Bitcoin (CRYPTO: BTC) is down 8% on the week, with historical cycle analysis suggesting further downside ahead, according to crypto analyst Benjamin Cowen.

Cycle Timing Driving Bitcoin Weakness

Bitcoin has weakened not because its long-term thesis is broken, but due to cycle timing, tightening liquidity and repeating historical patterns, Cowen said in his latest podcast.

Cowen said the current downturn is unfolding almost exactly when Bitcoin has rolled over in prior cycles.

He believes the cycle peaked in October 2025 at day 1,462, a point that sits roughly between the lengths of the previous two Bitcoin cycles.

He noted that every major Bitcoin bear market has begun in Q4 of the post-halving year: 2013, 2017, 2021 and now 2025, suggesting the latest decline follows a recurring structural rhythm.

As Cowen put it, Bitcoin is falling “because this is when it always drops.”

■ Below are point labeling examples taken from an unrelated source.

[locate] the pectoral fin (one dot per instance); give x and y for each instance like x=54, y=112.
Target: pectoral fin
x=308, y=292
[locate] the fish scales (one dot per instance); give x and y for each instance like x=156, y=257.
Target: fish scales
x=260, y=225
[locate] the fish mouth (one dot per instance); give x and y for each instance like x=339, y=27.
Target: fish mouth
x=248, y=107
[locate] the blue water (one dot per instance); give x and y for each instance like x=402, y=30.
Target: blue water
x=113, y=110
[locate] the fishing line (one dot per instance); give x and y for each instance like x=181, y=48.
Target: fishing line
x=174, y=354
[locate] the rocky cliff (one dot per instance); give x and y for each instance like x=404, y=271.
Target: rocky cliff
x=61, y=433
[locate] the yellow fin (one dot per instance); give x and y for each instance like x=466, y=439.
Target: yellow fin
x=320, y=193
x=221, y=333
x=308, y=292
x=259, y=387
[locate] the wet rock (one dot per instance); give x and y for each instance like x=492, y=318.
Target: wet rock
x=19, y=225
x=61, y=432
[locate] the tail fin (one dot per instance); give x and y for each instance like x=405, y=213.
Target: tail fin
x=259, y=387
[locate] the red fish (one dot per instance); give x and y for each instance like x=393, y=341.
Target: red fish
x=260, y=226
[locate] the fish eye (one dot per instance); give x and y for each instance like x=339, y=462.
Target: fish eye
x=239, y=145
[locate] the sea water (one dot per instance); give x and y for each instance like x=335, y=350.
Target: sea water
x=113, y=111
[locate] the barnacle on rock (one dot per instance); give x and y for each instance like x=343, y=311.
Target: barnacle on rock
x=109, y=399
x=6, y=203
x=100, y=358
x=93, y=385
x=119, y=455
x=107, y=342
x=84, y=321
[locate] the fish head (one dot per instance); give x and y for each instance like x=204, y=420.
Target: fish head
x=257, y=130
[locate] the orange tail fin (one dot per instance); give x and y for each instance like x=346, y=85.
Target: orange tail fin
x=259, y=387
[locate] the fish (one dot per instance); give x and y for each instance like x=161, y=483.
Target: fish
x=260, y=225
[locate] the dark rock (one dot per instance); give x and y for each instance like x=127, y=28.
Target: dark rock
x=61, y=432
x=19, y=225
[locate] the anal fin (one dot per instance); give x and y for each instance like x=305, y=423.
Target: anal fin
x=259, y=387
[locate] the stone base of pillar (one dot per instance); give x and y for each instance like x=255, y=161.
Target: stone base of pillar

Global Liquidity Remains The Key Driver

Cowen compared the current setup most closely to 2019, the only prior cycle where Bitcoin topped on apathy rather than euphoric excess.

In both periods, there was no meaningful altcoin rotation, and price action formed a pattern of lower highs and lower lows.

He added that both cycle tops coincided with Federal Reserve balance sheet contraction, reinforcing his view that global liquidity, not M2 money supply, is the dominant force behind Bitcoin’s price action.

Cowen focuses on net global liquidity across major central banks, adjusted for reverse repo usage and Treasury balances.

He expects Bitcoin to continue underperforming equities until stock markets weaken, prompting central banks to respond with renewed liquidity that could eventually support crypto.

What’s Next For BTC

Cowen expects Bitcoin to revisit its 200-week moving average, a level historically tested during major downturns.

Using Strategy as a proxy for Bitcoin’s cycle behavior, he noted it took roughly 98 weeks to bottom after its 2021 peak.

Applying a similar timeline to the October 2025 top points to a potential cycle low around October 2026, aligning with the typical one-year duration of past Bitcoin bear markets.